Alfonso Mata

La justicia se derrumba, los malos cierran filas, los buenos se esconden y dispersan. Los malos se apoderan de bienes y del sistema de justicia, el pueblo calla. La CICIG la cierran y la despiden. El Ministerio Público cambia de conductor. Eso está sucediendo o por suceder en nuestras narices y ¿con qué nos topamos?

Con un pueblo que calla. Un pueblo que calla, es un pueblo de esclavos, tumbado a manera de gatos, se encanta y deja llevar solo por el barullo de los que luchan por el poder y la posesión de sus bienes y se divierte con los éxitos y fracasos, entradas y salidas, que estos tienen. Un pueblo que no se deja llevar por una señal que avive en su pecho justicia y libertad, aduciendo ceguera por miedo, que en lugar de buscar libertad, lo único que hace es lamentar y lamer su desgracia día y noche. Un pueblo que en su vida, sólo momentos como el de la plaza, lo hacen emitir gritos de alegría y rebeldía para luego caer en imperturbable espera, sin esperanza de conquista, es un pueblo de timoratos, en que muchos solo esperan la primera oportunidad para escalar al lugar en que hoy están los que acusa. Hoy odia y mañana ama y encumbra.

Un pueblo en que el silencio pesa sobre su lengua, que su voz no puede hablar con claridad, pues le abruma la ignorancia y el temor, mientras los buitres revolotean alrededor del poder, bogando con contubernios y chantajes en torno a lo que le pertenece al pueblo, es un pueblo que siempre será ignorado y mercancía del aprovechado. Así estando las cosas, permanecerán dónde están, pese a los gritos y denuncias y no es con memes, chateadas y WhatsApp, que se aplacan las injusticias, es haciendo actos y cumpliendo responsabilidades.

Un pueblo con profesionales apáticos, con sindicatos manejados por aprovechados, es un pueblo con médula vieja de falsos estímulos y pechos conformistas, cubiertos de flagrantes engaños, para el que no existe medicina que cure sus inquietudes y vacíe sus tristes y equivocados pensamientos, que llenan de congoja y sufrimiento y destrozan múltiples vidas, pero no soluciona. La indiferencia no lleva persuasión alguna y la ignorancia hunde, en fanatismos e injusticias.

Hace más de ciento cincuenta años, mi bisabuelo Gavidia, hablando de Centroamérica escribió: “lo que anda arriba” y decía: –Yo me llamo vicio; –Yo estafa; –me llamo violencia; –Yo robo; –Y yo asesinato –y ¿qué hacemos?
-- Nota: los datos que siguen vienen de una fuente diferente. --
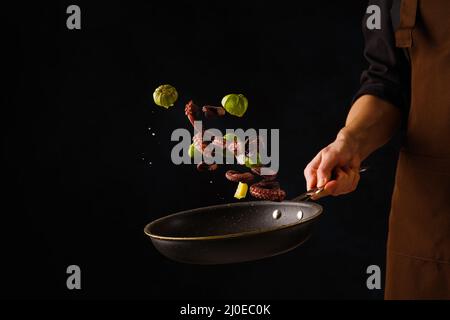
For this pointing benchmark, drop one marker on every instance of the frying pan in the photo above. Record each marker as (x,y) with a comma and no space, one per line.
(237,232)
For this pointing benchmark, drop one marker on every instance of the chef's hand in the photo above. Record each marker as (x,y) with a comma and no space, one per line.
(336,167)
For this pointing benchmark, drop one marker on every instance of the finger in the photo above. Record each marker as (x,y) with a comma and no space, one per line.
(343,182)
(355,180)
(327,164)
(310,172)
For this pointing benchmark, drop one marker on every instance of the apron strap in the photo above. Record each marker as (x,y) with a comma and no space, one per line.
(408,12)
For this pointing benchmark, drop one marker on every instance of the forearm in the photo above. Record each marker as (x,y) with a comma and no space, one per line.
(370,123)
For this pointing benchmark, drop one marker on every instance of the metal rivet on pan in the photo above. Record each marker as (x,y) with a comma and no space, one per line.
(276,214)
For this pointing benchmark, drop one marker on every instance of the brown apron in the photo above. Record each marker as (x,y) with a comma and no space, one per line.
(418,251)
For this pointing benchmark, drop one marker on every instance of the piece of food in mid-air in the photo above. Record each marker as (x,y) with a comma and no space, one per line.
(235,104)
(241,191)
(165,96)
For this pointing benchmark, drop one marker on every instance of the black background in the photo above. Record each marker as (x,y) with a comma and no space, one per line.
(76,139)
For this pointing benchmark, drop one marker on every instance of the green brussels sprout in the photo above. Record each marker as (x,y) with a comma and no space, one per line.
(235,104)
(165,96)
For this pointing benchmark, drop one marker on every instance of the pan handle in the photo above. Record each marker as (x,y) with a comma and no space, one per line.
(308,194)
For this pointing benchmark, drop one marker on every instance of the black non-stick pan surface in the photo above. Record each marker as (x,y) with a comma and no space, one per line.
(236,232)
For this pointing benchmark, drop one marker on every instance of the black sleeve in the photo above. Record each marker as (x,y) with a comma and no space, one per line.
(388,74)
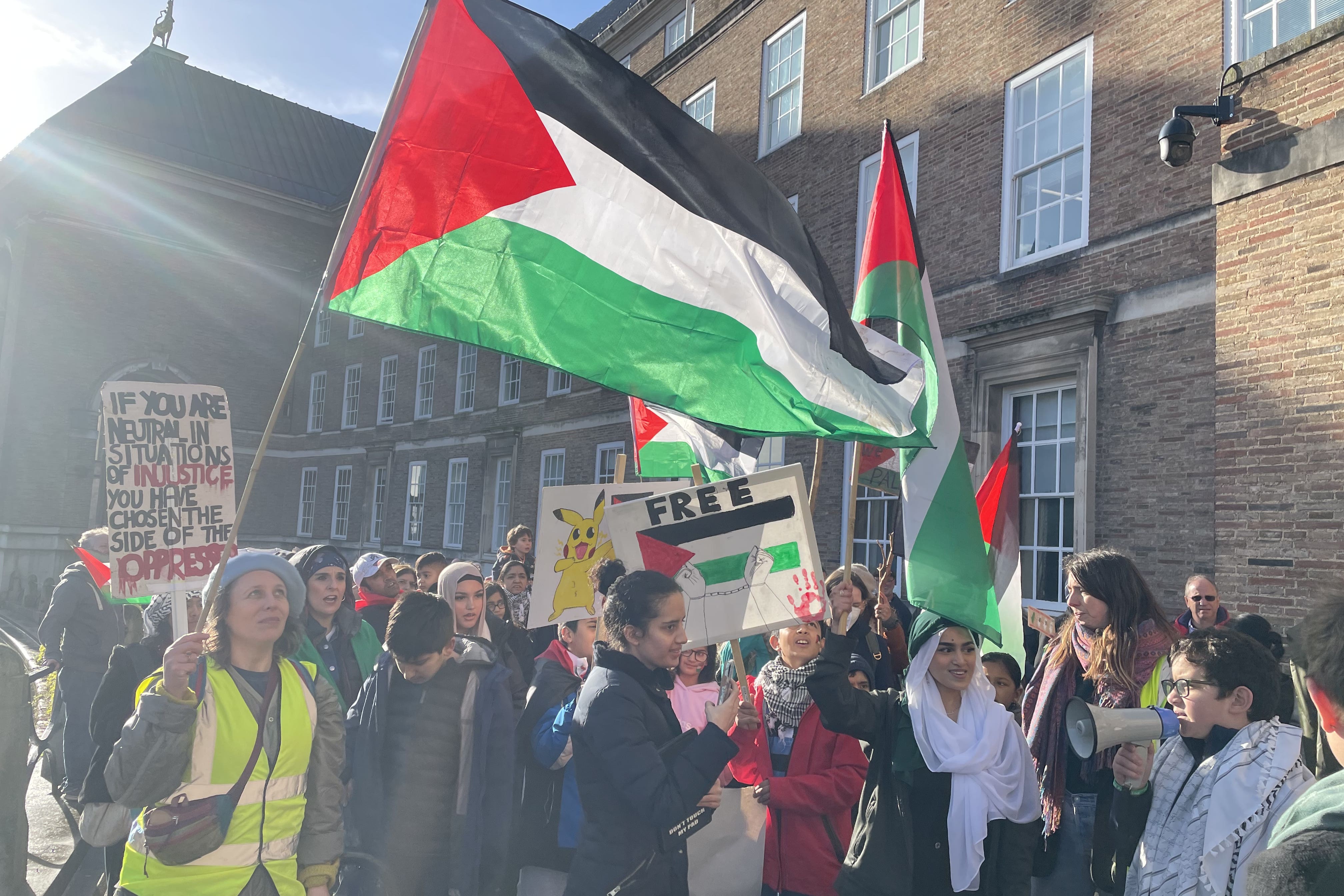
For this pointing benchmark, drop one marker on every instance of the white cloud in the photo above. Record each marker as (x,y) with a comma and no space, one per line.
(46,68)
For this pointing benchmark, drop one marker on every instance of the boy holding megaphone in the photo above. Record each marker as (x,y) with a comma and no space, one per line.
(1194,813)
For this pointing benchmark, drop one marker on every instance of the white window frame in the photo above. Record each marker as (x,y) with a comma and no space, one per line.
(307,496)
(870,69)
(506,362)
(341,510)
(466,354)
(410,484)
(1034,389)
(912,166)
(671,43)
(375,523)
(1234,14)
(1009,218)
(388,395)
(771,444)
(764,147)
(503,499)
(425,382)
(323,328)
(350,398)
(558,382)
(316,401)
(455,467)
(617,449)
(690,101)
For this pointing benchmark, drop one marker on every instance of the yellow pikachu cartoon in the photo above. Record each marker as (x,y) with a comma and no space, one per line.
(581,553)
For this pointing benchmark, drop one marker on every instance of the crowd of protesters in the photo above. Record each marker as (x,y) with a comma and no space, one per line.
(392,729)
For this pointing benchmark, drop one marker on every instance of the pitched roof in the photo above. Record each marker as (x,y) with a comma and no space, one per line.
(163,108)
(599,22)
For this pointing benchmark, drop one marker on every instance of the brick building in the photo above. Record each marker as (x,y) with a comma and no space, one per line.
(1280,326)
(169,226)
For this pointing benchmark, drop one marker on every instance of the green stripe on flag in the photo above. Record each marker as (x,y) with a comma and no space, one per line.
(730,569)
(518,291)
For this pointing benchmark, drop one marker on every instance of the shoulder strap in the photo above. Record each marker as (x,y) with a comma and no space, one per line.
(237,790)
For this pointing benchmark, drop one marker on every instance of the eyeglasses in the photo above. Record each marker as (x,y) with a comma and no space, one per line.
(1182,686)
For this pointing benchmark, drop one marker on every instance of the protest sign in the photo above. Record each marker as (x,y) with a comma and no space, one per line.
(742,551)
(572,538)
(169,484)
(726,856)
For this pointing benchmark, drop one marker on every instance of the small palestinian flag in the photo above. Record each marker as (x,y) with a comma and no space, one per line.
(947,566)
(101,574)
(667,444)
(530,195)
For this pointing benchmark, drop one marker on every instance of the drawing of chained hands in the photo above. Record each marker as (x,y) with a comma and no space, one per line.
(807,604)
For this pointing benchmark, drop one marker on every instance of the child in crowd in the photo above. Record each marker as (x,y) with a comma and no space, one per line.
(519,549)
(694,686)
(1205,805)
(431,758)
(1306,855)
(808,777)
(1006,676)
(550,815)
(428,566)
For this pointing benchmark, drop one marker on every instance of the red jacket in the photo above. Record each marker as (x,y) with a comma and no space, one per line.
(826,777)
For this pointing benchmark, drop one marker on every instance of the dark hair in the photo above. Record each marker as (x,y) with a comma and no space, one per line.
(218,641)
(605,574)
(1112,578)
(432,557)
(1234,660)
(1260,629)
(1009,663)
(418,625)
(1322,636)
(634,601)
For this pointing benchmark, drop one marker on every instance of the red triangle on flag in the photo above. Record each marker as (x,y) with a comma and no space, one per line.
(664,558)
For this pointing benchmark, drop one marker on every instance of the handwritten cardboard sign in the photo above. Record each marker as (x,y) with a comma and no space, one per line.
(169,484)
(742,550)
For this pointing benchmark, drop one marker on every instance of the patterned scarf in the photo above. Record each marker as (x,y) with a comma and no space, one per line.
(785,692)
(1052,690)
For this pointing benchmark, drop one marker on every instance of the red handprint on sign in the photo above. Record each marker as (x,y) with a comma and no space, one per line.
(807,604)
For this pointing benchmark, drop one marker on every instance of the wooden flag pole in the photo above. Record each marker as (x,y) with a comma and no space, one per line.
(849,534)
(816,476)
(738,663)
(213,592)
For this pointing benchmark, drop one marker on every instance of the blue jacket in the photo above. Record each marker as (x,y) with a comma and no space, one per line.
(482,833)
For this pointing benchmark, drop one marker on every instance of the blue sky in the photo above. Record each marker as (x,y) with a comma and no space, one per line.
(335,56)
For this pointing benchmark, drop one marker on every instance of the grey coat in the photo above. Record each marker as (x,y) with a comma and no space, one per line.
(150,761)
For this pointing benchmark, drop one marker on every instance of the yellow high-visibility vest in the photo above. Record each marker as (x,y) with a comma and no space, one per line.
(271,812)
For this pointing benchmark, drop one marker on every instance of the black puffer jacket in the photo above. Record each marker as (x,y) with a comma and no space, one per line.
(631,796)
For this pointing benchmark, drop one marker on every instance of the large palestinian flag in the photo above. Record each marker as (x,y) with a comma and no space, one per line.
(529,194)
(947,565)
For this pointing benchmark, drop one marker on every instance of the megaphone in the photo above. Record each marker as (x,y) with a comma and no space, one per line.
(1093,729)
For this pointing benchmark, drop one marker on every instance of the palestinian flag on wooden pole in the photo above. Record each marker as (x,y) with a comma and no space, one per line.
(999,514)
(947,565)
(529,194)
(668,444)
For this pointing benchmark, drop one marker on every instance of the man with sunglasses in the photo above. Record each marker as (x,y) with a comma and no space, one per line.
(1197,812)
(1205,610)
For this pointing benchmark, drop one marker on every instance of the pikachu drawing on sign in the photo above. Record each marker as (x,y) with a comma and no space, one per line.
(581,553)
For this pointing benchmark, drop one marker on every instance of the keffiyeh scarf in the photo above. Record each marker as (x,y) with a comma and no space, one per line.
(785,692)
(1052,690)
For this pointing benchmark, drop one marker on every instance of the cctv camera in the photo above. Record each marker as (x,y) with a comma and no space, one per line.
(1177,142)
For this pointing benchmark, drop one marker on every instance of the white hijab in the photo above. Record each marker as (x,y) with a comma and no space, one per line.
(986,751)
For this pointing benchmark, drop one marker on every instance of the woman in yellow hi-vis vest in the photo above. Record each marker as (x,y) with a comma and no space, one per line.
(228,700)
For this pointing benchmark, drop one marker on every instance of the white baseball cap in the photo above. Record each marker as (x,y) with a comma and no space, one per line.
(367,566)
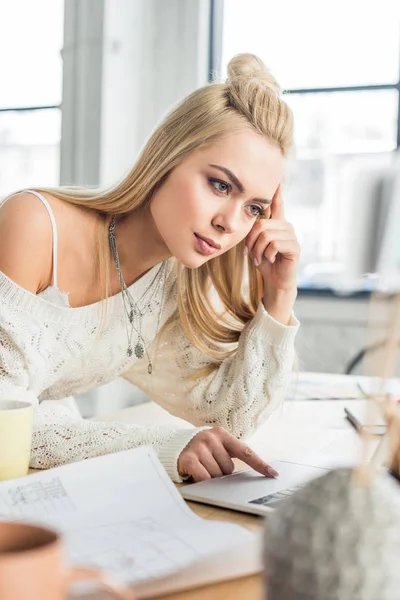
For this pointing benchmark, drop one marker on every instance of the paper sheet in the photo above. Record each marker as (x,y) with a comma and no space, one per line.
(120,513)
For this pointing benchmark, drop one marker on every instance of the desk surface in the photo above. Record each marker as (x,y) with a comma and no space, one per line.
(298,428)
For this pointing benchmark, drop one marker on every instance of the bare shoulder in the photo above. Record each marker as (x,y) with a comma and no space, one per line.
(26,242)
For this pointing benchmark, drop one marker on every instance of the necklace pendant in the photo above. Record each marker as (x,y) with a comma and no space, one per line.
(139,350)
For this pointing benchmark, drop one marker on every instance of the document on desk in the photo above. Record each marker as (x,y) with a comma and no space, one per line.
(121,513)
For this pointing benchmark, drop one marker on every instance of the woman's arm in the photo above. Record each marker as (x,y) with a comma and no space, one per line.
(61,438)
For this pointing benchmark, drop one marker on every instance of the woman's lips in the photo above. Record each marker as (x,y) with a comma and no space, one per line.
(203,246)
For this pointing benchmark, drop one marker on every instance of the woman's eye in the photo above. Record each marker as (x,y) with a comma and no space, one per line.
(256,211)
(221,186)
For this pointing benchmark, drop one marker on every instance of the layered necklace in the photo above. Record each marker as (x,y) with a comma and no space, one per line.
(132,311)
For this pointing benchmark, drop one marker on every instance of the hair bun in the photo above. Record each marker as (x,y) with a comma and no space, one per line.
(251,67)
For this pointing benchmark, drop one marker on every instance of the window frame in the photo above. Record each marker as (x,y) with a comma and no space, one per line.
(216,21)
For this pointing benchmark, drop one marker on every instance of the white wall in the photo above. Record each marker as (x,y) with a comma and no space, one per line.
(123,70)
(154,53)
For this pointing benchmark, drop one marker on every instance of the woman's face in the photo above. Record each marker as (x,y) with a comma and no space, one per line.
(210,202)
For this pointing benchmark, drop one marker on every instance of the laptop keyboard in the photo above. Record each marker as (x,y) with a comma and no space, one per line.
(276,497)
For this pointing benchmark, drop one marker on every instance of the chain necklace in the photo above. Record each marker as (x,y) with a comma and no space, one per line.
(133,314)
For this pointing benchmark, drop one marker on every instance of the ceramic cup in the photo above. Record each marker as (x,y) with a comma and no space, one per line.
(16,425)
(32,566)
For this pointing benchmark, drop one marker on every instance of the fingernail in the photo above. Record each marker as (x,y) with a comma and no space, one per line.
(271,472)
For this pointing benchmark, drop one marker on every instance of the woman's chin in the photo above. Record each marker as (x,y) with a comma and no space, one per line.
(194,261)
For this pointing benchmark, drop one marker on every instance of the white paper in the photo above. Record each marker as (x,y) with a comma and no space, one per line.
(120,513)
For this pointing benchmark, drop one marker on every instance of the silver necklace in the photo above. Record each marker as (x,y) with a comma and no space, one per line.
(133,313)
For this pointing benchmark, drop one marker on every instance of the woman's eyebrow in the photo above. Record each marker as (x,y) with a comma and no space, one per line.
(237,183)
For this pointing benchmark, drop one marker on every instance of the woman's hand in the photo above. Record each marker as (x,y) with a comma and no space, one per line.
(273,246)
(210,452)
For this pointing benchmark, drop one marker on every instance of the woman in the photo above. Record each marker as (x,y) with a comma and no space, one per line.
(167,249)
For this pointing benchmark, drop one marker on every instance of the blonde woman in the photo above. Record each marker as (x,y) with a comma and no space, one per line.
(146,281)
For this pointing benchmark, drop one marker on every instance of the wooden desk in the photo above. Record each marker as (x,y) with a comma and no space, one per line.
(299,427)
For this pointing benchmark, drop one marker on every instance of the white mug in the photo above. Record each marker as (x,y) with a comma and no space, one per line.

Gobernamos.

De tal manera y con nuestras actitudes y tolerancias, estamos condenados a zozobrar en cualquier momento ante la democrática tiranía que nos ata al cuello; hundidos en la inanición, sin sed de acción y de lucha alguna, parados en medio de una contradicción. Justicia e injusticia, radicalmente son opuestas, de la que triunfa la que más pone elementos creativos y activos.

En el pueblo la multiplicidad se da. Unos sin percibir el error, otros aceptándolo sin vana rebelión y eso engendra… nada. Se pretende huir y callar y en ello se ve la salvación y en muchos casos se evade hacia el Altísimo, sin asimilarse en todo lo posible, al encuentro de la justicia.

En el otro caso, dentro de un proceso de progresión evidente, se lucha por la descomposición de la justicia, se cierran filas alrededor de eso. El diálogo entre ambición, alma y entendimiento se anula y sin vana rebelión de conciencia, se atrapa todo lo que pasa alrededor de uno, propio y ajeno.

Y en medio de esos dos impulsos, en el interior de esos límites, nadie parece querer ordenar pensamientos y acciones dentro de la ley. Triunfan los que luchan por no percibir ni aceptar la justicia, sobre los que esperan sin vana rebelión. En el interior de esos límites, no existe ningún otro poder y eso permite, un juego feroz y vano, sin principio y fin, sin sentido alguno. Cada quien empujado a su combate, se ve separado y con derechos diferentes, he aquí el problema y ante eso ¿cuál es nuestro deber? Recoger y trabajar la esperanza y desprenderse del miedo. Dejar de colgarnos del azar, pues con tal pensamiento, nuestro mundo permanecerá tal como es.